How to obtain Telegram account data

If you have access to a user's SIM card or eSIM, you can log in to their Telegram account with an authentication code. Note that some users enable two-step verification that also requires a password. If you have the necessary credentials, you can load user data into a Telegram client or create a custom app for this purpose. However, these methods may not be forensically safe as they make it easy to alter user data.

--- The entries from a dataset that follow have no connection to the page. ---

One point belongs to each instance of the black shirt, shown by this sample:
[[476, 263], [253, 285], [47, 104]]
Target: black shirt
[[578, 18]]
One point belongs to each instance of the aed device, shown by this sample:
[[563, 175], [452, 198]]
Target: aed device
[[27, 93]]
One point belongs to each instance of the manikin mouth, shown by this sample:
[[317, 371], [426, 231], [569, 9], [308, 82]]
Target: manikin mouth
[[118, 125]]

The most straightforward way to acquire Telegram cloud data is with a specialized DFIR tool, such as Belkasoft X.

Before you begin, you should note that if a user is logged into their account on any client, Telegram will send the verification code to that client instead of an SMS. It means that you either need to have access to the user's device to get the code or make sure that all user's clients are offline.

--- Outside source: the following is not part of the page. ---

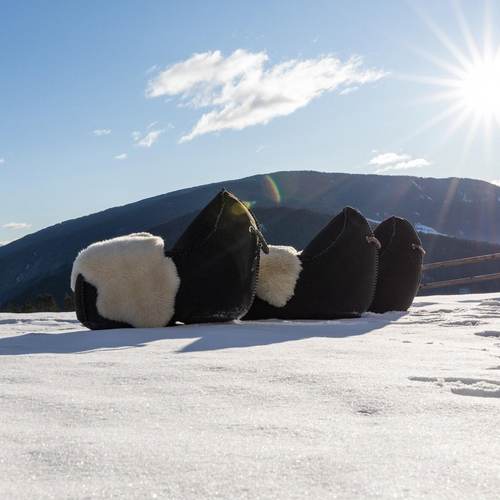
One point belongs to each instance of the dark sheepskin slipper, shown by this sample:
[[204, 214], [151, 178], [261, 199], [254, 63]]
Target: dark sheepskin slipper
[[209, 275], [333, 277], [400, 265]]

  1. To start the acquisition, launch Belkasoft X and create a case. Then, begin adding a data source:
  2. Select Acquire → Cloud → Telegram.
  3. Enter the phone number of the account you want to acquire. If you have the password for two-step verification, select Yes and provide the password in the below field.
  4. Select the folder where to save the acquired data and click Start.
  5. Next, provide the verification code.
  6. If the verification is successful, Belkasoft X begins the acquisition. You can check the process status in the "Tasks" window.
  7. When the acquisition is complete, select the Chats artifact type in the analysis options and run the data source processing.
  8. The tool analyzes the acquired Telegram data and displays it in the "Artifacts" window:
  9. By default, all messages are displayed in one window. To split them into chats like in clients, right-click the Telegram profile and select Show contacts.

Telegram data types available in the cloud

By analyzing Telegram data, you can learn about the user's connections, communication, and activities. From the cloud, you can typically load such data as:

  • One-to-one chats
  • Group chats
  • Channels
  • Saved messages

Saved messages may be particularly interesting to explore since Telegram features them as "cloud notes," and many people indeed use them as a storage for important information and to share files across devices.

Attached files, such as images (including stickers), video, audio, and documents, are loaded from the cloud together with chat data and can help better understand the conversations and events within the platform.

As you may see, Telegram allows you to acquire a lot of valuable information from the cloud, however, one important component will be missing. Secret chats, as we have explained before, only exist on devices and thus can be acquired from those only, along with deleted messages, message edit history, and more. We will be covering this part of Telegram forensics in our upcoming articles.


Telegram's architecture and authentication mechanisms allow you to obtain account data even without user devices. Such data may include chats, channels, private notes, and exchanged files. To acquire Telegram cloud data in a forensically sound manner, you can use a specialized digital forensics tool such as Belkasoft X.

While Telegram cloud data provides a lot of valuable data, for a deeper understanding of the user's activities, it is necessary to acquire data directly from their device.